"char*" with an unusual memory word size (Knuth's MIX architecture)

Question

The original MIX architecture features 6-bit bytes and memory is addressed as 31-bit words (5 bytes and a sign bit). As a thought exercise I'm wondering how the C language can function in this environment, given:

• char has at least 8 bits (annex E of C99 spec)
• C99 spec section 6.3.2.3 ("Pointers") paragraph 8 says "When a pointer to an object is converted to a pointer to a character type, the result points to the lowest addressed byte of the object. Successive increments of the result, up to the size of the object, yield pointers to the remaining bytes of the object." My interpretation of this requirement is that it underpins "memcpy(&dst_obj, &src_obj, sizeof(src_obj))".

Approaches that I can think of:

1. Make char 31 bits, so indirection through "char*" is simple memory access. But this makes strings wasteful (and means it isn't POSIX-compliant as that apparently requires 8 bit chars)
2. Pack three 8 bit chars into one word, with 7 ignored bits: "char*" might be composed of word address and char index within it. However this seems to violate 6.3.2.3, i.e. memcpy() would necessarily skip the ignored bits (which are probably meaningful for the real object type)
3. Fully pack chars into words, e.g. the fourth 8 bit char would have 7 bits in word 0 and one bit in word 1. However this seems to require that all objects are sized in 8 bit chars, e.g. a "uint31_t" couldn't be declared to match the word length since this again has the memcpy() problem.

So that seems to leave the first (wasteful) option of using 31-bit chars with all objects sized as multiples of char - am I correct in reading it this way?

Answer 1

I agree that C on a MIX architecture could be a pain to implement, and, though not a language lawyer myself, it seems to me that you are right to point out your approach 1. as the only conforming one.

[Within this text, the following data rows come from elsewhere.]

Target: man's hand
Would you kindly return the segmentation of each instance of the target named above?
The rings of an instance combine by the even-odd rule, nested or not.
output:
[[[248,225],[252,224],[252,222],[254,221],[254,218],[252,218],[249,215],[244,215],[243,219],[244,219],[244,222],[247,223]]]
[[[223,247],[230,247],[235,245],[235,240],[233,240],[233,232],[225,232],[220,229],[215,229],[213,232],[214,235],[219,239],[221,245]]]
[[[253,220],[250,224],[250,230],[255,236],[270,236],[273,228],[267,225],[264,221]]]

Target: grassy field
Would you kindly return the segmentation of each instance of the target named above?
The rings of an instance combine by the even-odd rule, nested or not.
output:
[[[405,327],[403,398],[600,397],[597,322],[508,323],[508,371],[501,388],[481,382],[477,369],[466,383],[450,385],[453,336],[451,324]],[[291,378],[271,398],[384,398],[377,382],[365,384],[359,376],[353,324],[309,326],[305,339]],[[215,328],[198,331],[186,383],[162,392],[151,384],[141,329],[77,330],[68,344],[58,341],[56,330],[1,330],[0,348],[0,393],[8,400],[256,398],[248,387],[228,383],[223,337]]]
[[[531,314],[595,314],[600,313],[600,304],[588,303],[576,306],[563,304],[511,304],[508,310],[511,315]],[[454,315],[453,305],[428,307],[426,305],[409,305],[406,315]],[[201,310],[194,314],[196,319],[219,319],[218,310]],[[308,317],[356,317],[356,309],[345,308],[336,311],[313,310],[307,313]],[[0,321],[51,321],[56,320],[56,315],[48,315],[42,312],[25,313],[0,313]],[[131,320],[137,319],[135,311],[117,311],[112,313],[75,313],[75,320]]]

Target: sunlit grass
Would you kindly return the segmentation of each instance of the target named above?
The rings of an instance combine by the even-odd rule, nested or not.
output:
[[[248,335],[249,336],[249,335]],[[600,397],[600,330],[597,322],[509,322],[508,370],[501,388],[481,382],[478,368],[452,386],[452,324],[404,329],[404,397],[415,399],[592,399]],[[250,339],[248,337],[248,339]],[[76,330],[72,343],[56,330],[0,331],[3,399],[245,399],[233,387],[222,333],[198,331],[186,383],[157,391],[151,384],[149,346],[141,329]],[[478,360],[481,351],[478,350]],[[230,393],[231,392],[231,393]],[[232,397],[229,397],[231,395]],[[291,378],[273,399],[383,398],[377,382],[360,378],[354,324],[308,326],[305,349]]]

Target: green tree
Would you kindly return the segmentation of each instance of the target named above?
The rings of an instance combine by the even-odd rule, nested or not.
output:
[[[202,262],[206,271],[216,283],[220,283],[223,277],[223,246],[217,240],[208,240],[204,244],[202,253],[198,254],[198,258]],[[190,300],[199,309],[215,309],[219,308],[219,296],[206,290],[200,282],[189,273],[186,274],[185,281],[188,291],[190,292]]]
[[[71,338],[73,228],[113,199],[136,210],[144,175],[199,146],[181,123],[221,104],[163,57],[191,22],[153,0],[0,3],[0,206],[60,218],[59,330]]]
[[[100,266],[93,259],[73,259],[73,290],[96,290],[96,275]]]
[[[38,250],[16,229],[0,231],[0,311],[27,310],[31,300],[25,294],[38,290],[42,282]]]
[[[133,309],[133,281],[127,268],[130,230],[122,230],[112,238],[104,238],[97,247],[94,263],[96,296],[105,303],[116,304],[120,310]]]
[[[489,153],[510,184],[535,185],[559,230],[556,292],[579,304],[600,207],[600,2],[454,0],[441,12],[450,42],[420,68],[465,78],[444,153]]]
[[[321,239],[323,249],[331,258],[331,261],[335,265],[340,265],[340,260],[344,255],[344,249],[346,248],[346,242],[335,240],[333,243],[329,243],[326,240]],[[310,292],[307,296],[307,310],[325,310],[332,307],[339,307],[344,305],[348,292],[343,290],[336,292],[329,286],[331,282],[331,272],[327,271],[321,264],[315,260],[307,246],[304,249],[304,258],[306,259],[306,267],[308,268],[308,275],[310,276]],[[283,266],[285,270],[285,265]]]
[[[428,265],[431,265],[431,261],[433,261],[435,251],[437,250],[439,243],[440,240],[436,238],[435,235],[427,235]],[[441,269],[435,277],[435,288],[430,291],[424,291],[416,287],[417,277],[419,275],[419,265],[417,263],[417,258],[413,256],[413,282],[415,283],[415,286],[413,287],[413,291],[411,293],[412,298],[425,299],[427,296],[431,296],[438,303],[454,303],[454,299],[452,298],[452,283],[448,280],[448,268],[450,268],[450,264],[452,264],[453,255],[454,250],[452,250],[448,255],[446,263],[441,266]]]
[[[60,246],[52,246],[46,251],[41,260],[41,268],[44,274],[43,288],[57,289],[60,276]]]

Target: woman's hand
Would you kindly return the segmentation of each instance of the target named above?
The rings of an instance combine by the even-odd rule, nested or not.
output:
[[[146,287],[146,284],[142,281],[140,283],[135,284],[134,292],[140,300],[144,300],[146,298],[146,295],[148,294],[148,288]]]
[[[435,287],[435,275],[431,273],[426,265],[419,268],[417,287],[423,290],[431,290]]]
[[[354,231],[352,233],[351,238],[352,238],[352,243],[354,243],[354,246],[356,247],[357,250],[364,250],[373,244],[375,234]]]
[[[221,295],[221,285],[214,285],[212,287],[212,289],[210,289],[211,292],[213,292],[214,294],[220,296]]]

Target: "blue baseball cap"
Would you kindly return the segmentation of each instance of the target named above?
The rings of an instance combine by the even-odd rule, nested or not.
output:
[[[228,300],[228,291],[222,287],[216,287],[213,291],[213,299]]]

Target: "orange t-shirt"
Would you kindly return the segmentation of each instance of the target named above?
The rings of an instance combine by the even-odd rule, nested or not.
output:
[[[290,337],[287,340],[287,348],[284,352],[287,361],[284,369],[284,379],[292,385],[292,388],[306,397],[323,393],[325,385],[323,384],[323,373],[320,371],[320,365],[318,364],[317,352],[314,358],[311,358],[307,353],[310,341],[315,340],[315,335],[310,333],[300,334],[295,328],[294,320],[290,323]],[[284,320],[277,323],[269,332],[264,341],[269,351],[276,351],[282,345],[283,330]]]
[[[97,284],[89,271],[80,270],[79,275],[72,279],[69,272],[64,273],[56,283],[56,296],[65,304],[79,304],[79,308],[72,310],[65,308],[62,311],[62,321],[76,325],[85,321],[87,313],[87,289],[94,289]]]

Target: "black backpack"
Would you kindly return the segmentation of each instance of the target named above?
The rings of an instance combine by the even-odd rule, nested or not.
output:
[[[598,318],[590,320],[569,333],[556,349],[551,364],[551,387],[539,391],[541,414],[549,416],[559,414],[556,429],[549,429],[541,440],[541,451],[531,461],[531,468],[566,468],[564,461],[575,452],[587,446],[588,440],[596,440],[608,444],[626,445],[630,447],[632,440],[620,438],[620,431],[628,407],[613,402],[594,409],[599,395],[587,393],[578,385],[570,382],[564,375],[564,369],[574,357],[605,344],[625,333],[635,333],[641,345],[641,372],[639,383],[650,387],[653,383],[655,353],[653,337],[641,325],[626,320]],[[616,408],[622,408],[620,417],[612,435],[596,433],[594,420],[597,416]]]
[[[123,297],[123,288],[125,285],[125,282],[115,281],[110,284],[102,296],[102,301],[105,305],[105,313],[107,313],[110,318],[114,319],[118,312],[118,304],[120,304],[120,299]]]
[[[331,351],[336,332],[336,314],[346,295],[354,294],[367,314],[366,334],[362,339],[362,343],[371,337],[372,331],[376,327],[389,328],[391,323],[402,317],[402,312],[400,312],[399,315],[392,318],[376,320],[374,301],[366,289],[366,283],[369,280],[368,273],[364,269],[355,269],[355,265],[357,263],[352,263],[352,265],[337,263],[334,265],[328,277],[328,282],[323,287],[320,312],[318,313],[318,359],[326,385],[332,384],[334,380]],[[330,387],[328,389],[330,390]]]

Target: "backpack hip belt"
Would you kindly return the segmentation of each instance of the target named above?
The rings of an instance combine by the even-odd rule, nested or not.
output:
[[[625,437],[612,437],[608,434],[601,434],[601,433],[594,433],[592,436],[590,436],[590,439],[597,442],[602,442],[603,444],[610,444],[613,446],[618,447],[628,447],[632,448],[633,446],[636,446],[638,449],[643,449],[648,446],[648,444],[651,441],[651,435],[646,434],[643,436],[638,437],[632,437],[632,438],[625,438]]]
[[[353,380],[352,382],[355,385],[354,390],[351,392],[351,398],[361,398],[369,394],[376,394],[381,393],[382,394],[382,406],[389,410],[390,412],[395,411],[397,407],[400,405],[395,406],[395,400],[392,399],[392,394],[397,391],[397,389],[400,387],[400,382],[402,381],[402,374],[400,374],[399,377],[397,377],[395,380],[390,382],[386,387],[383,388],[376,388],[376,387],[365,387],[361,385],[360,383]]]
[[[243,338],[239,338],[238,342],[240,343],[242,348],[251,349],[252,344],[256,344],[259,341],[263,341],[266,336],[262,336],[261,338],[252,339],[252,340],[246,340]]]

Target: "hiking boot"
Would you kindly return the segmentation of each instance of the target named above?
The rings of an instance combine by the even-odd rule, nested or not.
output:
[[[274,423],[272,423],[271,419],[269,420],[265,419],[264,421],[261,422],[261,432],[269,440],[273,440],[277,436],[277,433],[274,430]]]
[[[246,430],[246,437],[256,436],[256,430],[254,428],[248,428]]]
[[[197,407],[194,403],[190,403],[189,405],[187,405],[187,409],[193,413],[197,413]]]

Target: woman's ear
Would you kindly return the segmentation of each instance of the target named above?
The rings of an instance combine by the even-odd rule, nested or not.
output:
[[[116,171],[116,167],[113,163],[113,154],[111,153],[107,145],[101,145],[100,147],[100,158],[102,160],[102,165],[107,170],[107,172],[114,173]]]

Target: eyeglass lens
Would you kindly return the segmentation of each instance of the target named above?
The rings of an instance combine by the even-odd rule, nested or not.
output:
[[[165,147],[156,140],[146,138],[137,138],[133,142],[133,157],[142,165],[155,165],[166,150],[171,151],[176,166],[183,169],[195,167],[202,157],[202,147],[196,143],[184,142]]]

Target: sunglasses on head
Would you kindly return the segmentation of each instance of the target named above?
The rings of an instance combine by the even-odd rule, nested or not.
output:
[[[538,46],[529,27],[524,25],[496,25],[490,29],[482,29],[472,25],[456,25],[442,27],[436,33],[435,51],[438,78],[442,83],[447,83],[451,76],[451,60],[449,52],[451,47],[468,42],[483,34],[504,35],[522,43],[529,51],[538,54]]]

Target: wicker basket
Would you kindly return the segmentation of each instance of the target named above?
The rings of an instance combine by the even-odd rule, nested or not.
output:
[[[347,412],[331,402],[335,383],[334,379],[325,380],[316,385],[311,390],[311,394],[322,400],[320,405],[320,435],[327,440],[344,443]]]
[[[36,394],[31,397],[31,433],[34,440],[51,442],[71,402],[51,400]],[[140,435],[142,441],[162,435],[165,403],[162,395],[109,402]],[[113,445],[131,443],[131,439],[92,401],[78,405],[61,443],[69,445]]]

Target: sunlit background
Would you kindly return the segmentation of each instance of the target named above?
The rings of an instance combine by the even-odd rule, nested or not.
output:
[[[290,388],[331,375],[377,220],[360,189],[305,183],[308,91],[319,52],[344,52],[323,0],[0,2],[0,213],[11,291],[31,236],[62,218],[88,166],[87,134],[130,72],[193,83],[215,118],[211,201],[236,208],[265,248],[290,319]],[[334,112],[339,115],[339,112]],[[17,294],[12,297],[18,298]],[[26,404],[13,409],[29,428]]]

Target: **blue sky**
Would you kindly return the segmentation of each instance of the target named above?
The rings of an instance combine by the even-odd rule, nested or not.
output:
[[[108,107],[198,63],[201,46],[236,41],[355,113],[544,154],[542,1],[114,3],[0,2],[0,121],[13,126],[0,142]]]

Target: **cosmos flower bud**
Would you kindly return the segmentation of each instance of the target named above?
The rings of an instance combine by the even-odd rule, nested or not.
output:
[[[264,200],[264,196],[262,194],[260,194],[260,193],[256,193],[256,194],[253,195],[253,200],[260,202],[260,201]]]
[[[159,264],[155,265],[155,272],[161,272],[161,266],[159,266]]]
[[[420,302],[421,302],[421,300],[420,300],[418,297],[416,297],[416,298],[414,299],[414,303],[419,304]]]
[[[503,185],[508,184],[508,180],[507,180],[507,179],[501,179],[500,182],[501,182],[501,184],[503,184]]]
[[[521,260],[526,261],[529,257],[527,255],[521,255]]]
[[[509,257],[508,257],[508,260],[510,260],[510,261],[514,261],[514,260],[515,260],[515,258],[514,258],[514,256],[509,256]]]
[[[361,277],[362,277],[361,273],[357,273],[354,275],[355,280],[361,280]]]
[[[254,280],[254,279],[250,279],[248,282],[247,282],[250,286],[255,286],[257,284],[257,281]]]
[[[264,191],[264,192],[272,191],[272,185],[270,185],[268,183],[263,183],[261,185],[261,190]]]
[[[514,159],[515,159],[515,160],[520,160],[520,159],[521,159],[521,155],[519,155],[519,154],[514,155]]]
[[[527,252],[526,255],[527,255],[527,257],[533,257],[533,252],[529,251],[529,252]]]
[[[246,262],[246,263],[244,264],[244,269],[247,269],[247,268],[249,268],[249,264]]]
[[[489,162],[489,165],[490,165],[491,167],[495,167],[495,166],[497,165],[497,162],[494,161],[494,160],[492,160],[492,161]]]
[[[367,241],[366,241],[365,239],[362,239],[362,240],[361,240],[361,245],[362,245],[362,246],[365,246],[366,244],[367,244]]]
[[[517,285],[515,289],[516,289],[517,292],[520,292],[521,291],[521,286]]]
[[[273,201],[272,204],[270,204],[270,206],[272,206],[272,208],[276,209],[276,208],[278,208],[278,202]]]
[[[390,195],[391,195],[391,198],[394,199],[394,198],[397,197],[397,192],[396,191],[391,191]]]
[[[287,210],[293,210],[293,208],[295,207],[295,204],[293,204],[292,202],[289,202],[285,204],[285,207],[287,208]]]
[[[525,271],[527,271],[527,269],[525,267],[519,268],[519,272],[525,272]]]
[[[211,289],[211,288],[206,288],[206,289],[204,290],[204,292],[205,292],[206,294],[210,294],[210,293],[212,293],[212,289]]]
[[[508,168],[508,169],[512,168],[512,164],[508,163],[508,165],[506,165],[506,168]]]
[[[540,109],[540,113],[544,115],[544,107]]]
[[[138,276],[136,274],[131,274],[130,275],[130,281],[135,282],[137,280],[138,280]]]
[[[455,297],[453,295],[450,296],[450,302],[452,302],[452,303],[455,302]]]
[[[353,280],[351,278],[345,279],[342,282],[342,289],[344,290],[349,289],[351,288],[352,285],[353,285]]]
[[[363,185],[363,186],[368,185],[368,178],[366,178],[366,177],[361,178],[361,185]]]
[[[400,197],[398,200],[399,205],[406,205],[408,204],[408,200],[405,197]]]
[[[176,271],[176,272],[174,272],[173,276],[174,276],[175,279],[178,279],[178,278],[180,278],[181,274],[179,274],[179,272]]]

Anyway, the space waste for strings is the least of your problems: you can circumvent it by resorting to a solution older than C itself: making each char representing multiple letters. For the MIX architecture you could for example devise a 7-bit encoding and packing 4 letters into each char:

char hi[4];
hi[0] = 'hell';
hi[1] = 'o, w';
hi[2] = 'orld';
hi[3] = '\0';

printf("%s", hi);

// Whoops, we forgot the exclamation mark
putchar('!\n');

This implementation seems strange, but according to Wikipedia, it was used in the first "Hello world" program ever. I took a look at the Standard and found nothing preventing it, even in C11. Especially § 6.4.4.4 allows encoding literal characters and strings in implementation-specific ways.

EDIT:

This does not help against other difficulties, the main one being your inability to use the wide majority of your machine's possible instructions, since you cannot address single bytes with the native C types. You can however make use of bitfields in this way:

typedef struct _bytes {
    unsigned int sign  : 1;
    unsigned int byte1 : 6; // EDIT: bitfields must be 
    unsigned int byte2 : 6; // declared as ints in standard C
    unsigned int byte3 : 6;
    unsigned int byte4 : 6;
    unsigned int byte5 : 6;
} bytes;

typedef union _native_type {
    char as_word;
    int as_int; // int = char; useful for standard library functions, etc.
    bytes as_bytes;
} native_type;

Note that in C++, because of a clause in the strict aliasing rules, you must be careful to always access the char member between an access to int and one to the bytes, since this snippet:

native_type a, b;
a.as_int = 0xC11BABE;
b.as_bytes.byte4 = a.as_bytes.byte4; // Whoops

would yield undefined behavior: see here for details.

Answer 2

The most practical approach would probably to make int be 30 bits and have char be either 10 or 15. Using ten bits for char would allow ASCII text to be packed more tightly, but would increase the cost of indexing into char arrays because of the required divide-by-three. Storage of Unicode text could be fairly efficient with either 10- or 15-byte char. With 15-byte char, about 30720 code points would take 15 bits, and the remainder would take 30. With 10-byte char, 128 code points would take 10 bits, 65408 would take 20, and the remainder would take 30.

To mitigate the cost of dividing by 3, it may be helpful to have each char* contain two words; one would would identify the word containing the character, and the other would identify the offset, in characters, from the start of that word. Adding a constant offset to a pointer which was known to be normalized could use code like:

p += 5; // Becomes...
if (p.offset) { p.offset=2; p.base+=1; }
else { p.offset--; p.base+=2; }

Not great, but it would avoid any need for a "divide" step.